胃や小腸でドロドロに溶けた食べ物は、小腸にある絨毛で体に必要な栄養素を吸い取られます。

絨毛を拡大するとさらに細かい絨毛があり、その絨毛を広げた腸全体の表面積はバドミントンコートの半分くらいとなります。

この絨毛の表面から栄養素を吸収されますが、栄養素はすべて絨毛から吸収されるのではなく、糖やアミノ酸、ペプチド、ビタミン、ミネラルなどは専用の取り入れ口から吸収します。

腸で吸収されなかったものは残った水分だけが吸収され、残りは便として排出されます。

栄養と病原菌を選別する
腸内細菌

体に必要な栄養素は絨毛を通して吸収されますが、反対に不要な栄養素や異物は体外に排出されます。このように、腸に運び込まれた食べ物が有害か無害化を瞬時に判別するのが腸内細菌です。

腸の免疫機能が働かないと
どうなる?

腸内細菌の働きが不十分だと腸の機能が弱まり、腸壁の粘膜が荒れてしまいます。

腸壁が荒れてもろくなると、たくさんの穴が開き、炎症物質や菌、ウイルス、分解されていない状態のタンパク質など、有害な物質が血液に漏れ出して血液に乗って全身にまわってしまう、リーキーガット症候群が起きてしまうのです。

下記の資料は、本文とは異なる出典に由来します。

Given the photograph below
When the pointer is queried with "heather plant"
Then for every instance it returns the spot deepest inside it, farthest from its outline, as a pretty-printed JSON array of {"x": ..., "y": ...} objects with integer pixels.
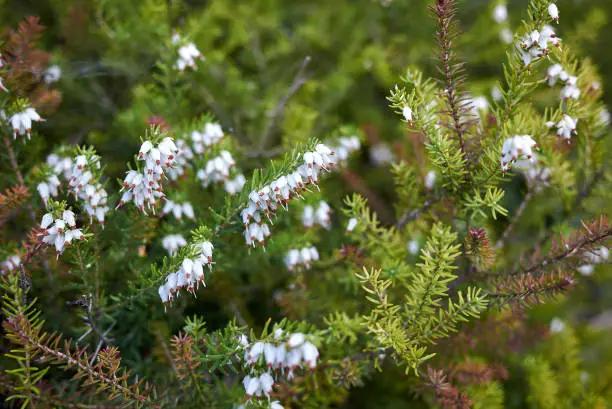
[{"x": 233, "y": 235}]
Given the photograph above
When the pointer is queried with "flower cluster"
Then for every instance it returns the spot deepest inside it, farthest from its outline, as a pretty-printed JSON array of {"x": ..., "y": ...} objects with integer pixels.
[
  {"x": 321, "y": 216},
  {"x": 10, "y": 264},
  {"x": 60, "y": 165},
  {"x": 178, "y": 210},
  {"x": 188, "y": 55},
  {"x": 189, "y": 275},
  {"x": 553, "y": 11},
  {"x": 280, "y": 358},
  {"x": 22, "y": 122},
  {"x": 570, "y": 90},
  {"x": 593, "y": 257},
  {"x": 517, "y": 147},
  {"x": 535, "y": 44},
  {"x": 566, "y": 127},
  {"x": 173, "y": 242},
  {"x": 87, "y": 188},
  {"x": 146, "y": 187},
  {"x": 299, "y": 259},
  {"x": 278, "y": 193},
  {"x": 60, "y": 232},
  {"x": 218, "y": 170}
]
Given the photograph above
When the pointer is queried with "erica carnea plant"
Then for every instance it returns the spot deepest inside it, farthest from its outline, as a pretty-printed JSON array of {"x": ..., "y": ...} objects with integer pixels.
[{"x": 309, "y": 285}]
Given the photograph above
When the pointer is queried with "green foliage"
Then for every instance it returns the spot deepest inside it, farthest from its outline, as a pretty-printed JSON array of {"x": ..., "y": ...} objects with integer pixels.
[{"x": 428, "y": 251}]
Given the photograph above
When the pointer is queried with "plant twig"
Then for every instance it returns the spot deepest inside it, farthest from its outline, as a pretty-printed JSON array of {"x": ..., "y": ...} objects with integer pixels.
[
  {"x": 411, "y": 215},
  {"x": 515, "y": 219},
  {"x": 273, "y": 116}
]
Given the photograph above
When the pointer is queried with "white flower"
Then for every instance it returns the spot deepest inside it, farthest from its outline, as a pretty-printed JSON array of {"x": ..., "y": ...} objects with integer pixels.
[
  {"x": 310, "y": 354},
  {"x": 380, "y": 154},
  {"x": 553, "y": 11},
  {"x": 54, "y": 231},
  {"x": 516, "y": 147},
  {"x": 500, "y": 13},
  {"x": 233, "y": 186},
  {"x": 496, "y": 94},
  {"x": 556, "y": 325},
  {"x": 296, "y": 340},
  {"x": 322, "y": 215},
  {"x": 407, "y": 112},
  {"x": 351, "y": 224},
  {"x": 535, "y": 44},
  {"x": 567, "y": 127},
  {"x": 22, "y": 122},
  {"x": 570, "y": 90},
  {"x": 267, "y": 200},
  {"x": 164, "y": 294},
  {"x": 346, "y": 146},
  {"x": 251, "y": 386},
  {"x": 188, "y": 54},
  {"x": 413, "y": 247},
  {"x": 266, "y": 383},
  {"x": 506, "y": 35},
  {"x": 52, "y": 74}
]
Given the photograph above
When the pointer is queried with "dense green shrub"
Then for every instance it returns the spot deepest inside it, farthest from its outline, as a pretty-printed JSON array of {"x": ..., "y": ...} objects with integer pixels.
[{"x": 355, "y": 203}]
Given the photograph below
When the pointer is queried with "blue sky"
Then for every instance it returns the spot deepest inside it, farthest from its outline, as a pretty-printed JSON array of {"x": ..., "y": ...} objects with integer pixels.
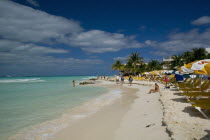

リーキーガット症候群になると、栄養素の消化が不十分な状態で体内に入り込みやすくなり、細菌や毒素なども未分解の状態で腸の穴から吸収されてしまいます。食べ物が大きな分子のまま体内に侵入してしまうため、食物アレルギーを引き起こす原因にもなるのです。また、腸が正常に働かなくなりエネルギーの供給バランスも崩れてしまいます。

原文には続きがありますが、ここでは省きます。